A sum can be put right:
but only by going back til you find the error
and working it afresh from that point,
never by simply going on.

There are only two kinds of people in the end:
those who say to God,
“Thy will be done,”
and those to whom God says, in the end,
“Thy will be done.”
All that are in Hell, choose it.
Without that self-choice there could be no Hell.
No soul that seriously and constantly desires joy will ever miss it.
Those who seek find.
To those who knock
it is opened.

Everything becomes more and more itself.
Here is joy that cannot be shaken.
Our light can swallow up your darkness;
but your darkness cannot now infect our light.

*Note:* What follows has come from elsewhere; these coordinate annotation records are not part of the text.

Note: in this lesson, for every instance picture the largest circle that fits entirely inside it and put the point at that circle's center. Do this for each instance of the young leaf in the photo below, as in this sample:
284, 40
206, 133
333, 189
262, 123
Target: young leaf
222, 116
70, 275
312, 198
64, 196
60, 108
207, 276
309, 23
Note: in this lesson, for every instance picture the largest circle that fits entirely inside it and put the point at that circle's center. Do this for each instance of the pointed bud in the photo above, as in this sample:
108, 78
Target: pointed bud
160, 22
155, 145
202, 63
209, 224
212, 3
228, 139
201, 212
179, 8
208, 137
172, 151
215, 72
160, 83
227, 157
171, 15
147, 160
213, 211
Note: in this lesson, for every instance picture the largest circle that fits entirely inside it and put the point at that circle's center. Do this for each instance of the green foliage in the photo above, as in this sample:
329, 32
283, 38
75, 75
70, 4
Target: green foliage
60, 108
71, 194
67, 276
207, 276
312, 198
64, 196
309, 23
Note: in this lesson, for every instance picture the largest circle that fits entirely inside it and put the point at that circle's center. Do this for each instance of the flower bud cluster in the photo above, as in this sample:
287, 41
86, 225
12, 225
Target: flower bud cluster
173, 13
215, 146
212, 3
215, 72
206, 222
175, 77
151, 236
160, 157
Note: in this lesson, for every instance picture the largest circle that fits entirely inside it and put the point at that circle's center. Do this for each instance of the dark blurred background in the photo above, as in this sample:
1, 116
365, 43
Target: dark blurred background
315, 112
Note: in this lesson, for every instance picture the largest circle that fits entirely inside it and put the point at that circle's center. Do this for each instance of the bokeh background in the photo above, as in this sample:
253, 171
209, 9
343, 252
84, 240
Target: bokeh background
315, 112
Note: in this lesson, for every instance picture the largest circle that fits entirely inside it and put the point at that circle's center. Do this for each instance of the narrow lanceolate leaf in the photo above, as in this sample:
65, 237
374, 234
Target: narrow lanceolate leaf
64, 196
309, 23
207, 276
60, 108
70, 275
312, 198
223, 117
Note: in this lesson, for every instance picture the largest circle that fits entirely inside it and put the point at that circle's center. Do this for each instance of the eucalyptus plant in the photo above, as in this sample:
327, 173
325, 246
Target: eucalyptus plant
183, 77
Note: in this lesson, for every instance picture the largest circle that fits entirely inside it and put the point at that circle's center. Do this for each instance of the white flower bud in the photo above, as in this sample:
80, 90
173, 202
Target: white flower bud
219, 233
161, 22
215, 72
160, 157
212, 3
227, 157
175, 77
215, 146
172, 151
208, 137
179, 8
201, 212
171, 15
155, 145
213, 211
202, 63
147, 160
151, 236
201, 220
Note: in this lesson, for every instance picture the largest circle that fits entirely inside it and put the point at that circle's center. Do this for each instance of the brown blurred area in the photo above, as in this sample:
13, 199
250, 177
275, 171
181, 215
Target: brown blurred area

~C.S. Lewis excerpts from A Great Divorce

 

So much value is placed on choice — our country thrives on it: the choice to abort or let live, the choice to vaccinate or let nature take its course, the choice to recycle or overwhelm landfills, the choice to marry whom you wish or not at all, the choice to believe or decide there is nothing worth believing in.

Each fork in the road forces a choice.  Which is the “right” road? How can we ever know?

Each time I’ve chosen a road that ends up darkening to the point of invisibility or covered in brambles, potholes or muddy mire, I must choose again: keep going deeper into the darkness, or turn around and choose again.  I backtrack, rethink, make mistakes, get lost, try again.   When I finally come to my senses and whisper to God, “Thy will be done,” only then does His light lead the way and swallow up my darkness.

My joy at seeking the light remains unshaken:  He is God and always has been, and I am not and never will be.